The fruits of labor behind treasure hunting vary too, as you aren’t guaranteed an upgrade from a chest at all. Not only can the stats on the newly discovered loot be trivial in comparison to your current loadout, it could also turn out to be a gun in situations where you really could use a sword. It is exciting to come across a really powerful weapon early on and rage-inducing to receive the equivalent of a pea shooter five chests in a row, but I guess that is part of the appeal of the subgenre. There are a few powerful weapons that can be unlocked with teamerite from your main hub, but they only give a small chance to finding them in a chest along with the existing pool of gear.
While I would have preferred a little more balance between the two extremes, one good thing about the system as it stands is how it encourages you to compensate for whatever gear you get when you are considering how to allocate talent points. You may not have to invest as heavily into strength if you come across a really powerful sword, for example. This truly plays into the roguelike/lite idea of “no two runs ever being the same”, and for that I can appreciate its design.
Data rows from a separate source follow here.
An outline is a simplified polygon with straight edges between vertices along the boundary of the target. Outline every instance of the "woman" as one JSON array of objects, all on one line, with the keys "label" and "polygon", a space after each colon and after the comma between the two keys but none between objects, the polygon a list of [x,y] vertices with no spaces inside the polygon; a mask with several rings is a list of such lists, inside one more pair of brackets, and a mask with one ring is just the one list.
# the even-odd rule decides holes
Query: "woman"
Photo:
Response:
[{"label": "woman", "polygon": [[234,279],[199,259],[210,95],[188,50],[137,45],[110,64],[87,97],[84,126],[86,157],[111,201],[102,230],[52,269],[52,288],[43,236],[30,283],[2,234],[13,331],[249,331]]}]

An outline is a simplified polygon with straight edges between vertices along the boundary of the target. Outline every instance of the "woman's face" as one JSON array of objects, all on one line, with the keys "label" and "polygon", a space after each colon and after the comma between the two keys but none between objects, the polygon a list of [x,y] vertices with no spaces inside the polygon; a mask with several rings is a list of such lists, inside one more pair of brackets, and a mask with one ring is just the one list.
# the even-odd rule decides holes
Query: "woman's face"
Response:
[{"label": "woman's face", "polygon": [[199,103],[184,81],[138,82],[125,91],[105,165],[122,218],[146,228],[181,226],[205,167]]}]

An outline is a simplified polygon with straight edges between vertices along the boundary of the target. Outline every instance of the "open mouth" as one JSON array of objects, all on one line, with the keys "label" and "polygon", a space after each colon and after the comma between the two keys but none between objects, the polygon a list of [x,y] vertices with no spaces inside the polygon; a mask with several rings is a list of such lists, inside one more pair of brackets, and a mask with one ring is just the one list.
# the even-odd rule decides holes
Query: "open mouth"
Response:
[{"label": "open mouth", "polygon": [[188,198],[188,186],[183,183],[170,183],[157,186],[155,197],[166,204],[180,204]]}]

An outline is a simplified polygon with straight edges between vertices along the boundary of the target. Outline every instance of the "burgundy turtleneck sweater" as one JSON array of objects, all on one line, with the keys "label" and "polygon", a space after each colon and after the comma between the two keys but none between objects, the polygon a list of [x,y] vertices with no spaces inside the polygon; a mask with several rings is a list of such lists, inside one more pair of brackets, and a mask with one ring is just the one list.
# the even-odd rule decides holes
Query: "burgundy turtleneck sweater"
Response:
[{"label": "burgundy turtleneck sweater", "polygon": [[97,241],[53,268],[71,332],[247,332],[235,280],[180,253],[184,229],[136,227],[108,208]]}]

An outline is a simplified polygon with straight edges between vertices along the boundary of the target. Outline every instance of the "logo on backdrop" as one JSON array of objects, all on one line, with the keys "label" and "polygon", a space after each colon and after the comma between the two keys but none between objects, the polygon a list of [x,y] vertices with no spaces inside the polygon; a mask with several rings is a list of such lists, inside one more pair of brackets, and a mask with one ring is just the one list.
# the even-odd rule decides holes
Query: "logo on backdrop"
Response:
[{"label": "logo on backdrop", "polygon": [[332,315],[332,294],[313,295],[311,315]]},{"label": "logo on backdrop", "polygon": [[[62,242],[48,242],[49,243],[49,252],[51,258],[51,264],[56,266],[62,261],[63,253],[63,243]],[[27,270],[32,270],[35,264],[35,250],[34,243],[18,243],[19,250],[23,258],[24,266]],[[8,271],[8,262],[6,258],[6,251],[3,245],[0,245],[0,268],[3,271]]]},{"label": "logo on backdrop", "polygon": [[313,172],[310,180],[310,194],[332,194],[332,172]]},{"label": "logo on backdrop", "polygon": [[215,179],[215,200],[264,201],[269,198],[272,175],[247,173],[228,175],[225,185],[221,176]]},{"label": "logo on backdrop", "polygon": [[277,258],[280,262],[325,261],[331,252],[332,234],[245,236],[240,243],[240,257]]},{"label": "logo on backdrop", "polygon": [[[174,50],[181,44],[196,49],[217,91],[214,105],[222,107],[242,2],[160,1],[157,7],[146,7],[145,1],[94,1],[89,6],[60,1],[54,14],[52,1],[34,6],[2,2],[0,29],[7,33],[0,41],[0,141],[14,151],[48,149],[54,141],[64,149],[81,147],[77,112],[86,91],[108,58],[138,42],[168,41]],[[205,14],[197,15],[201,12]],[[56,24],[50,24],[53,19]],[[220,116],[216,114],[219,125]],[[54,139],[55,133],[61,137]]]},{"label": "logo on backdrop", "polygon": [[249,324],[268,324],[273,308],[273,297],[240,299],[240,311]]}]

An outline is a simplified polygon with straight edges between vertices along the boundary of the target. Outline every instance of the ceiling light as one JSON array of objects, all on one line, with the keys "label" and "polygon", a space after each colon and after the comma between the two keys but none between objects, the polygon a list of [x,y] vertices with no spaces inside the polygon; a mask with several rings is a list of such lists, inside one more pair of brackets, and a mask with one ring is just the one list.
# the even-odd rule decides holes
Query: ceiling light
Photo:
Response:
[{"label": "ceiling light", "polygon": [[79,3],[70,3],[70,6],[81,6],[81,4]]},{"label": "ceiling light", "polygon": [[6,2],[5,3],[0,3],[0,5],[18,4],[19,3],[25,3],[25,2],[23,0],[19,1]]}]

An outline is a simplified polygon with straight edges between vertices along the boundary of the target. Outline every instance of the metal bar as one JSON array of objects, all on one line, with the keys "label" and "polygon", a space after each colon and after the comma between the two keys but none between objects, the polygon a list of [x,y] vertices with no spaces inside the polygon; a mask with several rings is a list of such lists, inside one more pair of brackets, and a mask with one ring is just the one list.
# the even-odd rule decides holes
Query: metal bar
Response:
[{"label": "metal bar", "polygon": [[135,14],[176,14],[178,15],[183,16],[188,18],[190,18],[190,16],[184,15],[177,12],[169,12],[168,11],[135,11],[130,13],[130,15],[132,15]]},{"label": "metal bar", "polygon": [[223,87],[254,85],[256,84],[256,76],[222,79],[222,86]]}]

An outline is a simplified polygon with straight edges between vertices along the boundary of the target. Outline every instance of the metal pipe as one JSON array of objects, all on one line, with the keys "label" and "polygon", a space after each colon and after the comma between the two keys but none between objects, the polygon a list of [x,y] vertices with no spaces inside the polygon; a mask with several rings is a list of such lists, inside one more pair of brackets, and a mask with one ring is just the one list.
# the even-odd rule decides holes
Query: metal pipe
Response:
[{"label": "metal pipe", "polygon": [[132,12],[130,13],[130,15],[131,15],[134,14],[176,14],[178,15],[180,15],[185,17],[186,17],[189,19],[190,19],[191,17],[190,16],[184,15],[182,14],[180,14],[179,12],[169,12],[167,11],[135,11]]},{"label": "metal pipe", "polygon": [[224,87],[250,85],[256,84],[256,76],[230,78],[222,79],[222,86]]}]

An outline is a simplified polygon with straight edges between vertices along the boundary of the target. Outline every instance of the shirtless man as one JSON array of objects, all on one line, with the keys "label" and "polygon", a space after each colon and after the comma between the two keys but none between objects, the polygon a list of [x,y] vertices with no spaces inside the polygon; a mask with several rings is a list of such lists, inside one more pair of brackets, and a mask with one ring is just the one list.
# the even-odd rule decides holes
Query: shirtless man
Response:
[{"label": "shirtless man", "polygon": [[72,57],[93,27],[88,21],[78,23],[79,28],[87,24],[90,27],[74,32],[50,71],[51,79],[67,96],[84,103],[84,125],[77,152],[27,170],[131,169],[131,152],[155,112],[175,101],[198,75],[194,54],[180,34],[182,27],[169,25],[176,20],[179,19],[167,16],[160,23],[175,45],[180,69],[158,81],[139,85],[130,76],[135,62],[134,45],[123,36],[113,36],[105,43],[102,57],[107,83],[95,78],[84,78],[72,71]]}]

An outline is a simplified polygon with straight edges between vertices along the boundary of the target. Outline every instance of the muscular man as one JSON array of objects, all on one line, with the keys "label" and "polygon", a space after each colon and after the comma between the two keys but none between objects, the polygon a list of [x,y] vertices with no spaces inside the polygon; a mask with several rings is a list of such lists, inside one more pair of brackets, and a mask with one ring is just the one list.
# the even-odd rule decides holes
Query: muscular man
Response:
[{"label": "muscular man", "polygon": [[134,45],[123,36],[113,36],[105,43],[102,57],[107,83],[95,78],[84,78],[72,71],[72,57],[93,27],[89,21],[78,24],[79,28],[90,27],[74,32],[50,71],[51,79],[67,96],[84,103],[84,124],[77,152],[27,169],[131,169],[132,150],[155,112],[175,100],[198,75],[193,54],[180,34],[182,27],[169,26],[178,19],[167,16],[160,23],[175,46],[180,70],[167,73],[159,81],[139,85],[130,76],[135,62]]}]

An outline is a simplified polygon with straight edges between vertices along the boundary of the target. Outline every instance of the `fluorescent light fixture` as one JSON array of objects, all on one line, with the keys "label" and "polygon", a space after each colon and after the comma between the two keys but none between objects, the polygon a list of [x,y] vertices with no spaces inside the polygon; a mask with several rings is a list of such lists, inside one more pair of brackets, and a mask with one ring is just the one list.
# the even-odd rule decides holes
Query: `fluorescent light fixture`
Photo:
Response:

Overall, Xenon Valkyrie+ feels a bit tame in terms of difficulty compared to other titles I’ve played in the genre. It most definitely has moments of challenge, but not in a discouraging or “unfair” way. The randomization of shop items is probably the most brutal part of the game, since they rarely have health potions and other healing avenues are minimally useful in comparison.
Graphics and Sound
Xenon Valkyrie+ does a wonderful job of capturing the spirit of the retro games of yore through its colorful pixel art and catchy soundtrack. While some have complained about the usage of tiny sprites and “view-obstructing” foreground particle effects, I had no issues with either thing. Admittedly I spent most of my time playing docked and blown up on a big TV, but I can see how it might be more invasive to those that are exclusively playing in handheld mode. Characters, NPCs, and enemies are not extremely detailed due to their size, but the bosses are massive and truly a sight to behold.
Energetic, techno chiptunes are played throughout Xenon Valkyrie+, and I found myself enjoying them quite a bit. Seeing as I’m not a real big fan of techno/electronic music in general, that is a pretty big compliment. Ancient Techforest in particular gives off vibes of that epic club scene in Collateral, which is totally rad. The sound effects are less than impressive though, as there are no really good audio cues behind the actions you perform, making them feel pretty weak in the process.
Xenon Valkyrie+, for the most part, succeeds in what it promises. While the story really suffers from its overhyped, pie-in-the-sky tagline, the gameplay itself is challenging (but fair), and that is coming from an inexperienced/sissy roguelike/lite consumer like myself. Some issues exist beyond the overpromised story, but it’s difficult to fault it harshly when you consider the game sits at only $9.99USD retail. It might not satisfy the most hardcore roguelike/lite fan out there, but it has certainly made me consider trying more types of these games in the future. Xenon Valkyrie+ releases on Nintendo Switch on January 1, 2019.